Mom and Dad celebrating their 50th wedding anniversary in 1990

    I would also like to thank my brother-in-law, Reverend Donald Duff, for providing the next layer when it was needed.
    Don was born in Ethiopia of missionary parents (who showed callous indifference to the lifetime of 'Donald Duck' jokes their son would live with). I think his love of the open spaces and the mountains came from his youth, tramping over the hills of that beautiful land.
    He and my sister, Peggy, lived in Wheaton (Il) and it was after my freshman year at college there that they drove me home to San Diego. On the way through Colorado, Don said he wanted to check out a route he had taken a long time ago. And so we turned west off of Rte. 24 in Buena Vista and proceeded up and over Cottonwood Pass on the dirt road and over into Taylor Park. It was the most beautiful scenery I had ever seen. I was ripe for it, and my love for traveling, born years before, crystallized on that day. I knew I would be back in the mountains again, and I have been, almost every year since.
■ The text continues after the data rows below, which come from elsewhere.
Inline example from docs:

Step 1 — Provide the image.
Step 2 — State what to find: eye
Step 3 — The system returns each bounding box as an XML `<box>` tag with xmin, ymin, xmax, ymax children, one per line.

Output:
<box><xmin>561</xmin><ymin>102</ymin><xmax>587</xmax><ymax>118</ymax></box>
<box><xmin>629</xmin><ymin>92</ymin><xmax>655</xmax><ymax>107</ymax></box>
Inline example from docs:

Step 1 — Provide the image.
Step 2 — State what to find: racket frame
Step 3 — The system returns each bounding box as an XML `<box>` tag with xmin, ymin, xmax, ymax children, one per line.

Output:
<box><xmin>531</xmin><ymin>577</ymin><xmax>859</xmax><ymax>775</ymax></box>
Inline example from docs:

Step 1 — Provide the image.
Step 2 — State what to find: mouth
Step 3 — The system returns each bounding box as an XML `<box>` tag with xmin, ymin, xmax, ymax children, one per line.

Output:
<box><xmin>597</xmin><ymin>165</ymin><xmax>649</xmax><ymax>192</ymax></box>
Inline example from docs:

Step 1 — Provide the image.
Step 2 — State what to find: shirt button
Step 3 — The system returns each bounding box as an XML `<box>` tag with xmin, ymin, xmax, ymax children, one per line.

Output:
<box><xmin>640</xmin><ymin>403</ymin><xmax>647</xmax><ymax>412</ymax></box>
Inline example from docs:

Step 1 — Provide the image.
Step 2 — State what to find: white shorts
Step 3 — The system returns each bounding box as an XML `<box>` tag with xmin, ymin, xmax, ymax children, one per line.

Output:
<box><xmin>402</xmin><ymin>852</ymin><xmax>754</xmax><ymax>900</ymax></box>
    I hope the travel bug has been passed to my daughters, Ruth and Alyce. They have been camping in the west almost every year since they were born. Ruth is now ('97-98) a freshman at Wheaton College and Alyce is a junior Wheaton North High School.

    She'll shoot me for this because she hates this sort of thing, but I must acknowledge my wife, Lois. We were married five years ago. In fact, our fifth wedding anniversary will fall during the middle of this trip. We may or may not be together for it. She doesn't understand my wanting to make this trip. I don't either, but I have her blessing. We love each others' company; I'm already looking forward to being home again, and I haven't left yet.